The pattern generally consists of two base classes. The first is called the Subject class, and this class acts as the notification engine. The Observer classes act as receivers of the subject notifications. From these two base class types the concrete implementations for each type are derived: concrete subject and concrete observer.
Observers generally monitor the state of a class they are linked to and get information from that class when changes occur that they are concerned about. If we had a class that linked into many classes, and those classes wished to know about changes within it, we might use this pattern. The pattern allows code to handle the notifications automatically through the structure of the objects, instead of letting oolean logic decide. It also offers a cleaner and more intuitive way to allow communication between a single object supplying notifications and its dependent objects.
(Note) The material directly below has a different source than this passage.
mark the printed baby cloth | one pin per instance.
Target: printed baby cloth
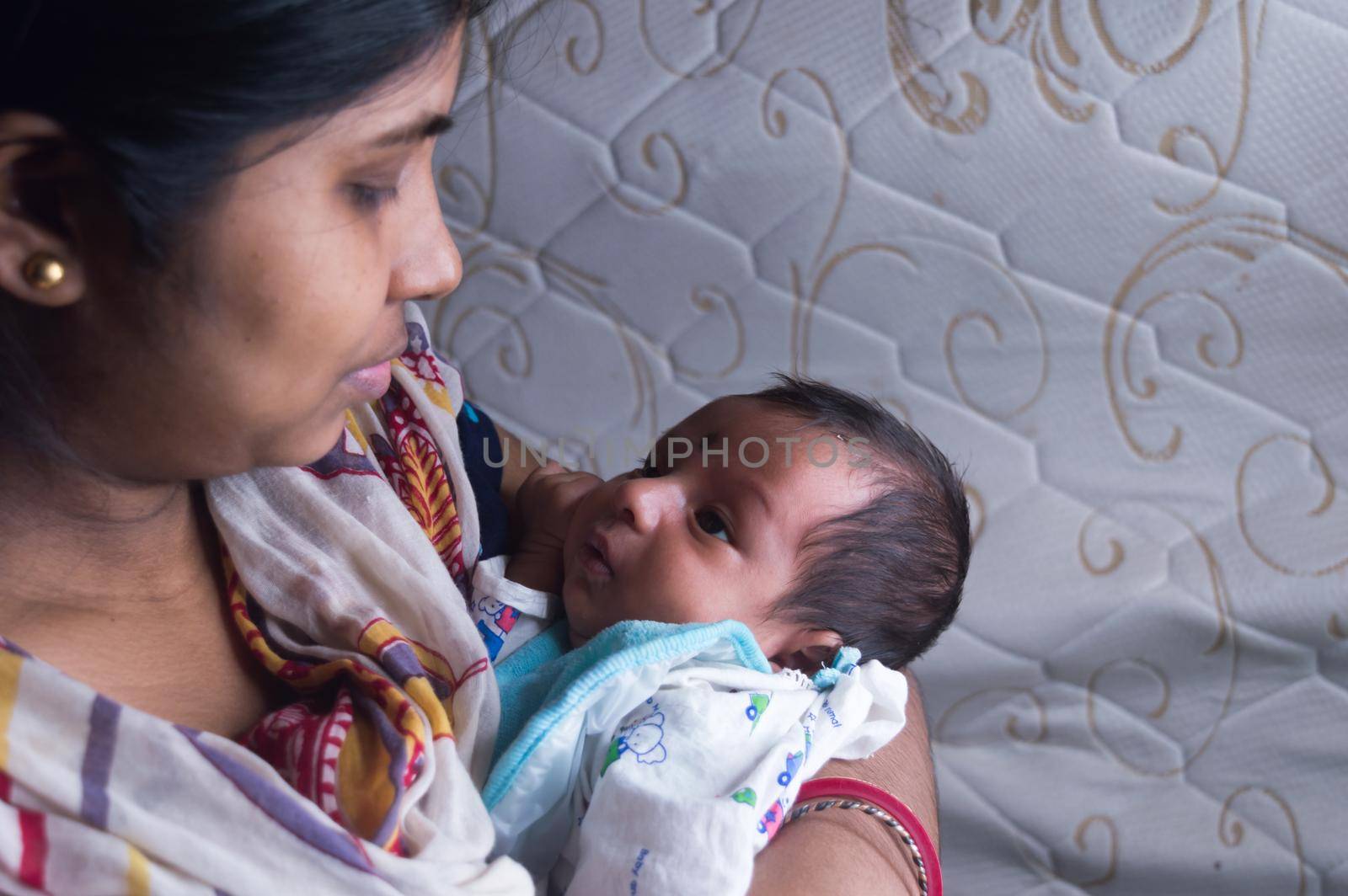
(661, 759)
Comparison to Similar Patterns
I would say the main difference between Observer and Mediator patterns is how the objects communicate. In the Observer pattern, one object communicates with many linked objects. In the Mediator, objects in a group communicate on a one-to-one basis between each other without referencing each other. Observer subjects and singletons both pass values from a single object to many other objects. Observers use the state of the subject object and gain that state as a linked object. Observers use the state like a Memento pattern, storing parts of the state of the subject.
What We Have Learned
Observers are interesting ways to allow a one-to-many relationship for passing and sharing state between a subject and a number of observer objects. It allows an automatic relationship to be established between a subject and its observers that allows controlled information to be exchanged at key moments between these objects.